This really is my favourite pattern, I’ve worn my pink one as soon as it comes out of the wash, and having undertaken the Seamless pledge (no buying new clothes for a whole year) this is going to be a staple. At the moment view C the cowl neck is my favourite, as it’s nice and warm in winter. For real warmth I should make the long sleeve version, but inevitably long sleeves always get pushed up to my elbows anyway so might as well save on some fabric.
Please let me present, Renfrew number 2, the matched stripe stretchy version.
This one was quite difficult to get a decent photo of, as soon as we began taking photos I was attacked by a wild pack of dogs. Or two overly affectionate Pointers.
This pattern was pretty easy to cut out to make the stripes match which was unexpected, as long as you think long and hard about the seams lines, instead of the pattern lines you should be able to match up the stripes with a bit of thinking prior to cutting.
AS this knit was much stretchier than my first Renfrew (an interlock knit), strangely enough it was loose. Fancy that. I lengthened the torso of the pattern by an inch, which wasn’t necessary in this fabric as lacks the recovery to ride up at all. The lengthening just makes it look loose around the torso. The other (now obvious) but disappointing thing was the cowl neck which drapes beautifully in a firm knit is droopy in this fabric. In saying all the above, this renfrew is still completely wearable and gets quite the workout in my wardrobe rotation.
This was a pretty cheap cut, $7 a metre from Darn Cheap fabrics in Heidelberg, and it may pill. So far it’s gone through the wash a couple of times and it’s still ok, but the large vertical stripes look faintly fluffy. I won’t be too upset if it has a short life span, as the fit and collar could have been a little better.

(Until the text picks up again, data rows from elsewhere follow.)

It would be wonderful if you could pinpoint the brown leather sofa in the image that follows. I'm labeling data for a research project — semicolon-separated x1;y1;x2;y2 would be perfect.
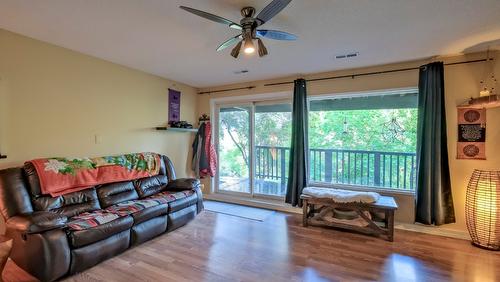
0;156;203;281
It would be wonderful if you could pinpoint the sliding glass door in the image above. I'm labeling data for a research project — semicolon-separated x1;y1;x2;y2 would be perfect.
216;101;291;198
254;103;292;197
217;105;253;194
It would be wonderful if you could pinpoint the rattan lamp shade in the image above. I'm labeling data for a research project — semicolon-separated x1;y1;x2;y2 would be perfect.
465;169;500;251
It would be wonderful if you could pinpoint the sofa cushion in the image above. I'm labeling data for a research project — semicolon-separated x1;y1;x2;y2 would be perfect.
67;210;134;248
33;188;101;217
136;175;168;199
148;190;198;213
106;198;168;224
97;181;139;208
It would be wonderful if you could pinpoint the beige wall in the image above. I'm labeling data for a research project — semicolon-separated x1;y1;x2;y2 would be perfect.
0;29;197;176
198;51;500;232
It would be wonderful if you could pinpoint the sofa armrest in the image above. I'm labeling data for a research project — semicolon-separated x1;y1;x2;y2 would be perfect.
6;211;68;234
167;178;201;191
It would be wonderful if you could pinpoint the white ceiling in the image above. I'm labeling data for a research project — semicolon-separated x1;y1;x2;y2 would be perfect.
0;0;500;87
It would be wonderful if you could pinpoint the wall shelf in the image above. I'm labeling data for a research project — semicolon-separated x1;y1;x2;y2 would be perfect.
156;126;198;132
458;95;500;109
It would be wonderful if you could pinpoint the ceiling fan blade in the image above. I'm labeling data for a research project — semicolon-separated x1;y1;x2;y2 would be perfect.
217;34;242;52
179;6;241;30
256;29;297;40
256;0;292;25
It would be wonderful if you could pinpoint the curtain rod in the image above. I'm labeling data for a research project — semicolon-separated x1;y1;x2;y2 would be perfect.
198;86;255;94
264;58;493;86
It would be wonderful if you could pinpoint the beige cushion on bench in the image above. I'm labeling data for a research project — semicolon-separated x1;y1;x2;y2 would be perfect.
302;187;380;203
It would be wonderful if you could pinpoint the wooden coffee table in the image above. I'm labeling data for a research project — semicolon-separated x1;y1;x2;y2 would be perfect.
300;194;398;242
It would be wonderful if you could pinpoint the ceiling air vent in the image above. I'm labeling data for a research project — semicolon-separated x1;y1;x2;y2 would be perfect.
335;52;359;59
233;70;248;74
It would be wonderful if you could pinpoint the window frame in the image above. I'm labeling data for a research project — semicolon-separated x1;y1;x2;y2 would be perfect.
307;87;418;195
210;91;293;201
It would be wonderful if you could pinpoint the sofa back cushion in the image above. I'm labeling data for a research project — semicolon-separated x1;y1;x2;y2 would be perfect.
24;162;101;217
97;181;139;208
0;168;33;219
32;188;101;217
136;175;168;198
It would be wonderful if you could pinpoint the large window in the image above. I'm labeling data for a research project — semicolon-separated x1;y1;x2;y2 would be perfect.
309;91;417;191
215;90;417;197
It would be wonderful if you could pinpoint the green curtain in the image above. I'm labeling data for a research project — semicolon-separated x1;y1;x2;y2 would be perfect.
285;79;308;206
415;62;455;225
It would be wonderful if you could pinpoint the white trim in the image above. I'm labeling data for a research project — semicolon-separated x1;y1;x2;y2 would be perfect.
394;223;470;240
307;182;415;197
203;193;302;214
307;87;418;101
210;91;293;108
203;194;470;240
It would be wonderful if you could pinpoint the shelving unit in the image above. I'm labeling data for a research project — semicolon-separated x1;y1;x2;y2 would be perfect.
458;95;500;109
155;126;198;132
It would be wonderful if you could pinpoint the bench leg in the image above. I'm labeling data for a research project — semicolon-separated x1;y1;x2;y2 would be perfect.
385;210;394;242
302;200;309;227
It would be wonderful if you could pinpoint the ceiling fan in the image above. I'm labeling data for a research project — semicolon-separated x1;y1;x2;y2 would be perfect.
180;0;297;58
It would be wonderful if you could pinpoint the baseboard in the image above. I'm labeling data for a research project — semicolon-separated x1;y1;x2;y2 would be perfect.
394;223;470;240
203;194;302;214
203;194;470;240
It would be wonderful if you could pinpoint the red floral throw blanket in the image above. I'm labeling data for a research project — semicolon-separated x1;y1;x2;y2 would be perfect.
29;153;160;197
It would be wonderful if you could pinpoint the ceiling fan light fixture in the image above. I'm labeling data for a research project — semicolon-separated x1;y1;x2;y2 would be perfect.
231;41;242;58
243;39;255;54
257;38;268;57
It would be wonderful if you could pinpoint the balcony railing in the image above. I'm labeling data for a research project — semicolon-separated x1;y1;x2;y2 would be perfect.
255;146;416;195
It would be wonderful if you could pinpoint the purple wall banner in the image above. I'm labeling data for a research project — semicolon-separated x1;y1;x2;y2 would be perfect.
168;88;181;123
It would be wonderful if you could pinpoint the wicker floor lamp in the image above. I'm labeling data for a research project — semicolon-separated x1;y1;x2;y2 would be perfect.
465;169;500;251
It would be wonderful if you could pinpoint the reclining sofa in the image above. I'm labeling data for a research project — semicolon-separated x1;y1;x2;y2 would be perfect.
0;156;203;281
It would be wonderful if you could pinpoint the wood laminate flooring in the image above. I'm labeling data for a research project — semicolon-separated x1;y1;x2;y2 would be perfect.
3;204;500;282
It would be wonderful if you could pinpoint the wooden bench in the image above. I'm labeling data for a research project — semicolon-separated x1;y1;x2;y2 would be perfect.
300;194;398;242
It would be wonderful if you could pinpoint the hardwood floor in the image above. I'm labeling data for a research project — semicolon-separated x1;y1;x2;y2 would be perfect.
0;205;500;282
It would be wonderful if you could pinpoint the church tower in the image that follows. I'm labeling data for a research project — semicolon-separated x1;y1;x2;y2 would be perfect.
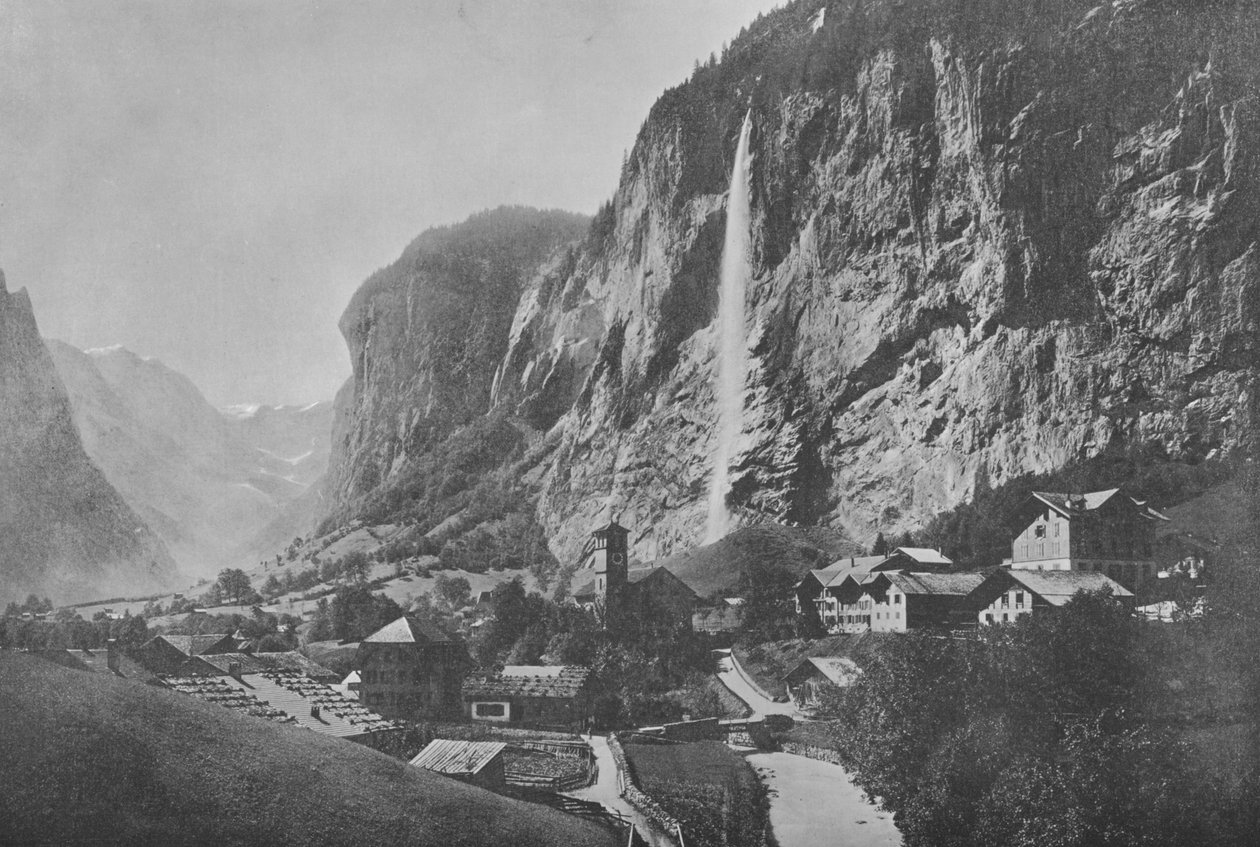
582;518;630;613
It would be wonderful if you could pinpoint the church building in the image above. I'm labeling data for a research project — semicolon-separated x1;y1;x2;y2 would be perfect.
572;519;698;629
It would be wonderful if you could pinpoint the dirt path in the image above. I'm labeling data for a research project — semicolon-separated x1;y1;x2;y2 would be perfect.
564;735;675;847
748;752;901;847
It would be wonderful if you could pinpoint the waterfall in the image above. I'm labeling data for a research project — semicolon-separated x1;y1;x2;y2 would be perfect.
704;110;752;542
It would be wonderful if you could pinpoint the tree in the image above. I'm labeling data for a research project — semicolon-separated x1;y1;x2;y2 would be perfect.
214;567;253;602
341;550;370;582
433;573;473;609
871;532;888;556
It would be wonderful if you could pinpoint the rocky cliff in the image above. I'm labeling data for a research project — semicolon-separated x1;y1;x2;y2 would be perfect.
0;275;175;602
48;340;331;576
334;0;1260;569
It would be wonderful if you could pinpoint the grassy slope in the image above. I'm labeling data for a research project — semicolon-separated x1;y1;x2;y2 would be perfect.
653;523;864;597
0;652;612;847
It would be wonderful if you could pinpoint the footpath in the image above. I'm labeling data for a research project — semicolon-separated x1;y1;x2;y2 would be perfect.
717;650;902;847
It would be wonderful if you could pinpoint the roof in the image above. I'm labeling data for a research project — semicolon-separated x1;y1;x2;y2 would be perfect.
155;633;237;655
198;650;336;679
462;664;591;698
788;655;858;686
998;568;1133;606
362;615;454;644
411;739;508;774
888;547;954;565
1026;488;1168;521
872;571;984;596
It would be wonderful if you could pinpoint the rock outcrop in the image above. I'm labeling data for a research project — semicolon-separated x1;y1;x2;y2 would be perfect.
334;0;1260;569
0;275;175;602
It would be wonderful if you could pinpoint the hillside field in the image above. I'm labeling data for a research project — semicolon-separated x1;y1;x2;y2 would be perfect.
0;652;614;847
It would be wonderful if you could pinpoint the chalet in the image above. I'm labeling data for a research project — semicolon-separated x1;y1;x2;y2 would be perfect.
132;633;238;673
692;597;743;634
411;739;508;792
784;655;858;708
796;547;954;633
462;664;592;732
355;615;470;721
571;521;698;629
970;567;1133;624
859;571;984;633
1009;488;1168;589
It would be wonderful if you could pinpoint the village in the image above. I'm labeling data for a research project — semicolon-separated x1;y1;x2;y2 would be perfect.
4;489;1211;847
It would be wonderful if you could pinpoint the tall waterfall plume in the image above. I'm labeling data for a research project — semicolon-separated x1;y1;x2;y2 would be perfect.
704;110;752;542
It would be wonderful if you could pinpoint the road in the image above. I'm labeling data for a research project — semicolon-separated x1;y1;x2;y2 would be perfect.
563;735;675;847
716;650;901;847
747;752;901;847
713;650;805;721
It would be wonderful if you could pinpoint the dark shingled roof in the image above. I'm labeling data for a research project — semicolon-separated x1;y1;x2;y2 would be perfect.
464;664;591;697
411;739;508;775
362;615;454;644
158;633;237;655
872;571;984;596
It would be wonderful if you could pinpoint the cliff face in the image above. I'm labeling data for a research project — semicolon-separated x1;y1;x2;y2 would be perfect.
0;276;175;602
327;0;1260;569
48;340;331;576
329;208;586;507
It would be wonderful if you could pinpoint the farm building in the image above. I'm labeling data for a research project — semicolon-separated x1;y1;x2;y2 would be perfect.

To sew this, I used my normal singer sewing machine with a zig zag stitch medium stitch width and about 1.5 stitch length from memory. The other adjustments was the use of a ball point needle and adjusting my presserfoot to 0 pressure. Sewed like a dream! To match the stripes I cut the corner of the front at the same point as the corner of the back (where the seams would match under the arm). Really, once the grainline of the pattern pieces were straight, I checked the stripes of all the pieces to make sure the sleeves were sitting on the same ‘part’ of the pattern. It’s hard to explain, but if you get a cheap stripy material with a changing patttern it’s easier to work it out looking at the fabric and the pattern pieces as you go.
I will use stretchy knits like this for a Renfrew again, but I’ll cut a much smaller size in the sleeves and from the bust down and make the round neck version. My tip, if you are using a stretchier knit cut at least one size down.
So what makes this a case of Renfrew-itis?
How about the four Renfrews here? Two are cut out (the purple and the stripes) and the black is laid out for cutting, and the blue earmarked for another! I might divert it and make something else however, 6 Renfrews might be a little excessive?
I’m cutting all my knits in one go before borrowing my mothers serger, so I’ve been listening to the Stuff you missed in History podcast while laying out all this fabric. Learning and sewing, it’s a beautiful thing. My local library lets users borrow audio books straight to your Iphones so I’ve even been listening to some fiction. Brilliant!